I'm a little nervous about the meeting with the CEO, but not as much as one would think.
When true passion and drive is present, others can sense this energy. So far my passions have led me in the correct direction. I'd like to continue to let this passion flow until it spills out in great bursts. I just hope others understand me and that I articulate my ideas in a clear manner.
Monday, September 15, 2008
Concerns About Pilgrimage
In an attempt to build up endurance, I biked about 18 miles yesterday. I overdid it and my back is horribly sore and everything is foggy in my mind. I have degenerative disc disease, but have been taking very good care of myself and haven't suffered much pain in recent years. I am re-thinking the necessity to walk to Los Angeles and am considering alternatives such as: walking along every beach in San Diego, handing out postcards until I run out, with Alex filming this. I think pain always makes re-thinking a priority. I will continue the endurance training, however, with more foresight regarding the amount of exercise I do. Still no word from anyone regarding my request for time off.
Friday, September 12, 2008
Day After Submitting Letter
I came into work yesterday (one day after I submitted my letter), turned on my computer and discovered that the Outlook Express icon for my mailbox had vanished. I began panicking, sure that I had been removed from the company emailing system. I assumed this to be the first sign that I would soon be deleted from my company. I tried to weigh all the possibilities, but my mind kept going back to the worst possible scenario: fired. I figured I would be escorted out of my company at any minute. At about this time my co-worker came to my desk and explained that IT had upgraded our mail application. He walked me through the process of reinstalling the new software. Relief isn't quite the word. Ecstatic, overjoyed, thrilled is more fitting. I was happy that my fears turned out to be absurd.
I still am waiting for a response to my letters. No word has been sent my way yet.
Thursday, September 11, 2008
Writing Letters to My Supervisors and Company President
This morning I wrote a letter to my company president letting him know that I am going on a postcard pilgrimage during Christmas. It is taking a real risk, I know, but I feel that it is important to communicate the message as soon as possible. I also wanted him to know my gratitude with regards to working at such a company that feeds its employees. I want everything to be out in the open, for soon, I have a deep suspicion that not only will it be out in the open, but it may be in the papers. I have no idea, at this stage, though. My supervisor at work hasn't directly addressed my request, and there are so many unknowns at this stage. I feel both relieved and scared.
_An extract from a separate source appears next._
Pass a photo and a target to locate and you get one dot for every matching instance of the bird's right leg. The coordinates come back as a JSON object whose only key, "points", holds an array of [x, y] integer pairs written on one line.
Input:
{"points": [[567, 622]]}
Relieved because external reality is now coming closer to the internal one. Scared because of finances and lack of money. Scared also because there are so many unknowns, including where we will stay, other people's judgement and how to tell my family about this. I am waiting to tell my family because I need to get all the work details sorted out first. I sincerely hope that my company grants me a leave of absence. That would be wonderful, as I cannot just take off without any notion of how to support myself when I return from the pilgrimage.
But it is a good day because I expressed my intentions in a clear manner to the president of my company. I will report back on how it was received.